Maybe the most common meaning of “appreciate” is “to hold in esteem.” When one receives a good teacher or a benefactor, there is an appreciation of that person. Jesus once declared (to those who held Him in very low esteem) that “Abraham rejoiced to see My day; and he saw it, and was glad” (Jn. 8:56).
It’s quite a notion to suggest that Abraham, who had been dead for two thousand years, was able to look ahead to the era of Jesus of Nazareth, and find some sort of comfort and joy in it. Only by God’s grace could Abraham appreciate the days of Jesus for what they were — an appreciation that was lost on the proud and self-righteous descendants of the patriarch.
The Precious Gem Of The Gospel
Through the Gospel we can appreciate what Jesus had done two thousand years past as being very special to us. For Abraham or for us the blessing is the same: “Thus it is written, and thus it was necessary for the Christ to suffer and to rise from the dead the third day, and that repentance and remission of sins should be preached in His name to all nations” (Lk. 24:46-47).
To “appreciate” something may at times mean that that thing has our approval — that we would not despise it or turn away from it, because of its merits. The apostle Paul boldly stated his appreciation for the Good News of Jesus’ redeeming work in his letter to the Romans: “For I am not ashamed of the gospel of Christ, for it is the power of God to salvation for everyone who believes” (Rom. 1:16).

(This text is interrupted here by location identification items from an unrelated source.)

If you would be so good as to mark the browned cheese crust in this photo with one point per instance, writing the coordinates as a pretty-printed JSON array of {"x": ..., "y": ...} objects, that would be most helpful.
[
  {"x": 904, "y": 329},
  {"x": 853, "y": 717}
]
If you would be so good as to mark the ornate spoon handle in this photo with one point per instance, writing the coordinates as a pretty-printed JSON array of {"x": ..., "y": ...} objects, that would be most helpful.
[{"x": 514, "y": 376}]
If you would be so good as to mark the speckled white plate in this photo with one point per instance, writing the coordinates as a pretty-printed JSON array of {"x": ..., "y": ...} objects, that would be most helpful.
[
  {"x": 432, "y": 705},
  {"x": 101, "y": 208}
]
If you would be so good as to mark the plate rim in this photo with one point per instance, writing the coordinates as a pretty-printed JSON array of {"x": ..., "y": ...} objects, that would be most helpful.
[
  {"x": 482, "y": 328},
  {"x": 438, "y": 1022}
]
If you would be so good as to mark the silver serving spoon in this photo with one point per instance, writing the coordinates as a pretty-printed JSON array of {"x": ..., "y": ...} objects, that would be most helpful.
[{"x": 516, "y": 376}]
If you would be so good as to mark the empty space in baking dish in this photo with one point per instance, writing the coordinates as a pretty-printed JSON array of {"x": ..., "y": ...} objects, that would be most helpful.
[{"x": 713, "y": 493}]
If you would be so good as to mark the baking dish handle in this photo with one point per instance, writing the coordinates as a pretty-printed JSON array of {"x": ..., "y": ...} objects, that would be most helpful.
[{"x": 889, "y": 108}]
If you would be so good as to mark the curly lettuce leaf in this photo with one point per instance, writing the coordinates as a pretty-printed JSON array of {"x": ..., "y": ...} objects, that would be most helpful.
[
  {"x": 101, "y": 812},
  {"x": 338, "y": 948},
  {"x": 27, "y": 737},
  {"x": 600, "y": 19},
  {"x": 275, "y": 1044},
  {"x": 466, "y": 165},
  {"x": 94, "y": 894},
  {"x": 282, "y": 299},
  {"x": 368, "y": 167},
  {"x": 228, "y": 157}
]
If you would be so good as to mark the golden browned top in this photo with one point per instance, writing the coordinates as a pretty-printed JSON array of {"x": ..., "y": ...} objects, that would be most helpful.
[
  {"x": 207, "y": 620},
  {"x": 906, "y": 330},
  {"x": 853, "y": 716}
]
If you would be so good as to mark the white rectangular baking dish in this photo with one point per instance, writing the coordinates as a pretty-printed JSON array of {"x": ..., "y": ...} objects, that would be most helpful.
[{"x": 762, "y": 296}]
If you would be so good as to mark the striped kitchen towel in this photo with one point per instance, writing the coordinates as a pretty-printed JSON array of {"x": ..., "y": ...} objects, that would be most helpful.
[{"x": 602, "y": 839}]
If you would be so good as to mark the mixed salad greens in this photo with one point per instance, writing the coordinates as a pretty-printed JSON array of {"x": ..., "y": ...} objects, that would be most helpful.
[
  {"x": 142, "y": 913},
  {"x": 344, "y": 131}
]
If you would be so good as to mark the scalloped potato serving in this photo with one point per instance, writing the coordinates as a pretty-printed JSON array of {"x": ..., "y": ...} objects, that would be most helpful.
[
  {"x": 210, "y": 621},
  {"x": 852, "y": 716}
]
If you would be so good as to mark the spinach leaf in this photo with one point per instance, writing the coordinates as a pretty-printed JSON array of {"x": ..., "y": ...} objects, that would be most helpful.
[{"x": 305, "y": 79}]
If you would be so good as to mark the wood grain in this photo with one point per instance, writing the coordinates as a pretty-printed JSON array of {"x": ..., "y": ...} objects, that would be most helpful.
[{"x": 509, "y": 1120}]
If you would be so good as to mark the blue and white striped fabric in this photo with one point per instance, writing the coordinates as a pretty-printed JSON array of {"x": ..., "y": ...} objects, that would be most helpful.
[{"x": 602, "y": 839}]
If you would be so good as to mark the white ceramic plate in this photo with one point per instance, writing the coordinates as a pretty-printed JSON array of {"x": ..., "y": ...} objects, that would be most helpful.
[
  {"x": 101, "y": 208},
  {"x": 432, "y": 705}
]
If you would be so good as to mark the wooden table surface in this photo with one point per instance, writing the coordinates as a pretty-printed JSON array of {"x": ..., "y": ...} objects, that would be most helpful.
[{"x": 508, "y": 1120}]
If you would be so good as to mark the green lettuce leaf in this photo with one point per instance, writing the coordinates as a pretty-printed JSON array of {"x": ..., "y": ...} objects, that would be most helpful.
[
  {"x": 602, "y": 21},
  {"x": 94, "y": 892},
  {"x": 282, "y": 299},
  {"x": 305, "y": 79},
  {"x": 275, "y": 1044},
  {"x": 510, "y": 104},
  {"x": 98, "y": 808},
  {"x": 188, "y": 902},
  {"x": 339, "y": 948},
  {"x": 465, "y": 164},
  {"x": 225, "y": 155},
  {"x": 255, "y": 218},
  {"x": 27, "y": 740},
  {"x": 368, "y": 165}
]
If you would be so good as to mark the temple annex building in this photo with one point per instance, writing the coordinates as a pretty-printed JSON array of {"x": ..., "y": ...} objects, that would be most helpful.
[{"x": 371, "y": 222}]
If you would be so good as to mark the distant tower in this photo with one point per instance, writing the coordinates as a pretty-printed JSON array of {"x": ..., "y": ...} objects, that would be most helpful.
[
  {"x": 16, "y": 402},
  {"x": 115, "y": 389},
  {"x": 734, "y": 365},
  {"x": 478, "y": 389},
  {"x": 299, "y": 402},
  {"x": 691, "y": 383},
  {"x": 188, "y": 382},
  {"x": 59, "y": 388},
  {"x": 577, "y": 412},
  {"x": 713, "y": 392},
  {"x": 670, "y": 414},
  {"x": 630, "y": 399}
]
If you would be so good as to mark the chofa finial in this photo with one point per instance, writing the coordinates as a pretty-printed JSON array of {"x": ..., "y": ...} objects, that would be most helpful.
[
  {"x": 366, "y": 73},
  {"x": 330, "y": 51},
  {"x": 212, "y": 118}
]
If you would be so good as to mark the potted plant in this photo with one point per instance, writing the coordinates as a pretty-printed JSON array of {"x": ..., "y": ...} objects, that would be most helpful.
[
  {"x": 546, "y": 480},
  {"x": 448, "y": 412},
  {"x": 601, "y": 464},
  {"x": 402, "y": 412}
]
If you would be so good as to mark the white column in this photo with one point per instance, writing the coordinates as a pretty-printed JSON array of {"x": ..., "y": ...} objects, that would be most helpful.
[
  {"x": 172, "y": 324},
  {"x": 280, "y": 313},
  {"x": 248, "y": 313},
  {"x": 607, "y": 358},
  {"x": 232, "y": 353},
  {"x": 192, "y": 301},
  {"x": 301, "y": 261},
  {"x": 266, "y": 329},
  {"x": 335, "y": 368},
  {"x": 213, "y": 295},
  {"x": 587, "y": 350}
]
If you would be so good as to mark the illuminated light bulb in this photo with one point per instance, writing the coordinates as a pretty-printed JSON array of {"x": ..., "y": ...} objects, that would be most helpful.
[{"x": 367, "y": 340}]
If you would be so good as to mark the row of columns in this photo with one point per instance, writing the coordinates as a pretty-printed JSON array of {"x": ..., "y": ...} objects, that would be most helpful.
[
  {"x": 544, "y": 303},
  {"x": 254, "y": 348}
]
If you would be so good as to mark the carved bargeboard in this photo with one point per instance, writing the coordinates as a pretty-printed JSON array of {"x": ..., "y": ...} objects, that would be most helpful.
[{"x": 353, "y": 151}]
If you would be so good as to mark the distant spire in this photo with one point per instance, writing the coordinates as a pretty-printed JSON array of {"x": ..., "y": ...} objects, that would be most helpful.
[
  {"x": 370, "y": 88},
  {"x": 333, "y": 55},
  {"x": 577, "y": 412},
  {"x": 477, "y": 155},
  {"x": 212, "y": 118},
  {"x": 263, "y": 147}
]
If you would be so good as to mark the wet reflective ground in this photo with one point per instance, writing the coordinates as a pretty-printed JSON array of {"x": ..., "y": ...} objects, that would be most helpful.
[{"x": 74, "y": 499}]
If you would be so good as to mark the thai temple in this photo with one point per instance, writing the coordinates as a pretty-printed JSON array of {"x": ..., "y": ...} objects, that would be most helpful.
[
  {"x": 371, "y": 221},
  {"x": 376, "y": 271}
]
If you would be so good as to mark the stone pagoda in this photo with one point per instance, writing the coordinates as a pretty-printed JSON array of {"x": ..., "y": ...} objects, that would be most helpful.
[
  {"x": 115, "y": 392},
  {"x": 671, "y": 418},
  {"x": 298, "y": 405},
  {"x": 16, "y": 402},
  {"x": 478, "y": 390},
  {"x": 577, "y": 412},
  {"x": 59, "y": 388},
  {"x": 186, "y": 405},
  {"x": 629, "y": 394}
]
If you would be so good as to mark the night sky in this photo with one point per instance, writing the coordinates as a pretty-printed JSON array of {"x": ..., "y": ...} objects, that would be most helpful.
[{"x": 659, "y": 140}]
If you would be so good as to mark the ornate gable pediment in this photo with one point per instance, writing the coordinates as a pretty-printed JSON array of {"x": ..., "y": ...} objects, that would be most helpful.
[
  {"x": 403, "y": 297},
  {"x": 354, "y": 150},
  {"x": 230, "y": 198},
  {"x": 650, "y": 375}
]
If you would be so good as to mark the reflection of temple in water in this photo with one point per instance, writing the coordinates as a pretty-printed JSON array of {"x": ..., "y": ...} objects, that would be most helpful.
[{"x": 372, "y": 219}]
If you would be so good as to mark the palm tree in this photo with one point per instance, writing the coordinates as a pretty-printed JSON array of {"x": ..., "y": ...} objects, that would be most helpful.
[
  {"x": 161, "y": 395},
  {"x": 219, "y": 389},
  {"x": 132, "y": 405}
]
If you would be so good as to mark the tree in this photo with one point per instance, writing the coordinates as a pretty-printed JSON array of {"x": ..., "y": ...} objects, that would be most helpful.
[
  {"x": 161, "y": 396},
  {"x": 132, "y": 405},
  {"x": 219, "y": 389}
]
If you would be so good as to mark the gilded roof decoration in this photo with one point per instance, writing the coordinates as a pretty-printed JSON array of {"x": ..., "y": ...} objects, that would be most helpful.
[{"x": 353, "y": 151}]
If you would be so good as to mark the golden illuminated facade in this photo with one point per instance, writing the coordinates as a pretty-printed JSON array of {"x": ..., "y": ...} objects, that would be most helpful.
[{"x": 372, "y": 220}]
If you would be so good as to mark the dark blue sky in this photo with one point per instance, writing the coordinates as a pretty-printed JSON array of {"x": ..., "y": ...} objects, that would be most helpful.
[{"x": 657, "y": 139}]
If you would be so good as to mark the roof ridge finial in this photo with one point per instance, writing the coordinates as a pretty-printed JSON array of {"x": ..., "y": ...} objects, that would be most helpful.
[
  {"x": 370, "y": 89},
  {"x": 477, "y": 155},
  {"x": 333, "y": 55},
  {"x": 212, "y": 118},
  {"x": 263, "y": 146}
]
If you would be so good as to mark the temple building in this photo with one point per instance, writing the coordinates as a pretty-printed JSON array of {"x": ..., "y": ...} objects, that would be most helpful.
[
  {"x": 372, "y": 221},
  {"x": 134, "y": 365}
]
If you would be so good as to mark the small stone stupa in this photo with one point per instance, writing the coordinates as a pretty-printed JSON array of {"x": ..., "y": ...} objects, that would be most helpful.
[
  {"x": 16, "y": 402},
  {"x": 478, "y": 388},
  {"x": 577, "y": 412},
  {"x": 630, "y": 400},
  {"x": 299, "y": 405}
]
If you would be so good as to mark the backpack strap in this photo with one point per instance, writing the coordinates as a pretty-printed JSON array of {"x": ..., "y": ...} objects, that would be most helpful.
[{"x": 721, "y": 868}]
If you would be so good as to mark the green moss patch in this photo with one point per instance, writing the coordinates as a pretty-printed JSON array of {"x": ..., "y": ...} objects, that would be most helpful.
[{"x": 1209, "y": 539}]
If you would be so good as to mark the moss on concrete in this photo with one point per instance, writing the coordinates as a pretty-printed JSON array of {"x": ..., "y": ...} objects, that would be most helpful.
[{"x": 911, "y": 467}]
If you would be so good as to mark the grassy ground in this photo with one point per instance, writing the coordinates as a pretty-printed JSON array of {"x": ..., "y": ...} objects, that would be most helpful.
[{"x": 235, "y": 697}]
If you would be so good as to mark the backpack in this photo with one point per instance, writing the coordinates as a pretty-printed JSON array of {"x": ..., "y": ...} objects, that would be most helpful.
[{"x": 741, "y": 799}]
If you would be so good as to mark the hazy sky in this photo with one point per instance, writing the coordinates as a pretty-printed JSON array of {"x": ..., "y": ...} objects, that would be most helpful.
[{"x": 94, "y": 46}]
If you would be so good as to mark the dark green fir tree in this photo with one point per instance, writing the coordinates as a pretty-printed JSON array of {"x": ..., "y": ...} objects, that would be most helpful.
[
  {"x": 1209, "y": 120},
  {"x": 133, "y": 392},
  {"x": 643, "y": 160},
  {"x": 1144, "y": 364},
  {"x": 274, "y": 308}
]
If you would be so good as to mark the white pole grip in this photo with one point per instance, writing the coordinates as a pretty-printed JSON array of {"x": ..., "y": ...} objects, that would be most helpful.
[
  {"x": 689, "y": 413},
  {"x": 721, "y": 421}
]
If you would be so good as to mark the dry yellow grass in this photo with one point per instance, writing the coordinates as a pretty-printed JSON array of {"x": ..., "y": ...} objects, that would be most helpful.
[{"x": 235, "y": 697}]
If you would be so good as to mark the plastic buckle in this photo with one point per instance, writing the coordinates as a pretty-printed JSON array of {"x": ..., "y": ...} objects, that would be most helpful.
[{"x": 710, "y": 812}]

It is through this Gospel, the proclaiming of God’s gracious response to the wretched mess of sin, that listeners in every era are brought face to face with the person and work of Jesus Christ. Paul appreciated the fact that his telling of the Gospel was more than just a rehash of history, something for idlers in Athens to dissect and interpret in a hundred different ways. The Gospel message is God’s means for reaching sinners, confronting them in their sinfulness; and supplying the healing balm of the Gospel. Paul appreciated the fact that no amount of moralizing, and no type of feel-good philosophy can act as a substitute for this simple law/gospel preaching of Jesus Christ, Savior. It is the power of God for salvation.
But one of the richer uses of “appreciate,” one that holds the interest of financiers and speculators, is its connection with value and worth. To “appreciate” the value of the Gospel would mean to realize how rare and precious a gem it truly is, in contrast to all the “cubic zirconium” vaunted by this world. “Happy is the man who finds wisdom, and the man who gains understanding; for her proceeds are better than the profits of silver, and her gain than fine gold. She is more precious than rubies, and all the things you may desire cannot compare with her” (Prov 3:13-15).
A simple trust in the Means of Grace for carrying out the work of the Church is not a fashionable thing in our day; the stand for sound law/gospel preaching is trampled underfoot by many who scramble for outward growth. Our hope is that by recalling the importance of the Means of Grace — and what that term means to Lutheran Christians — we will have a heightened awareness, a better appreciation, of the magnificent and costly feast of salvation to which we have been called.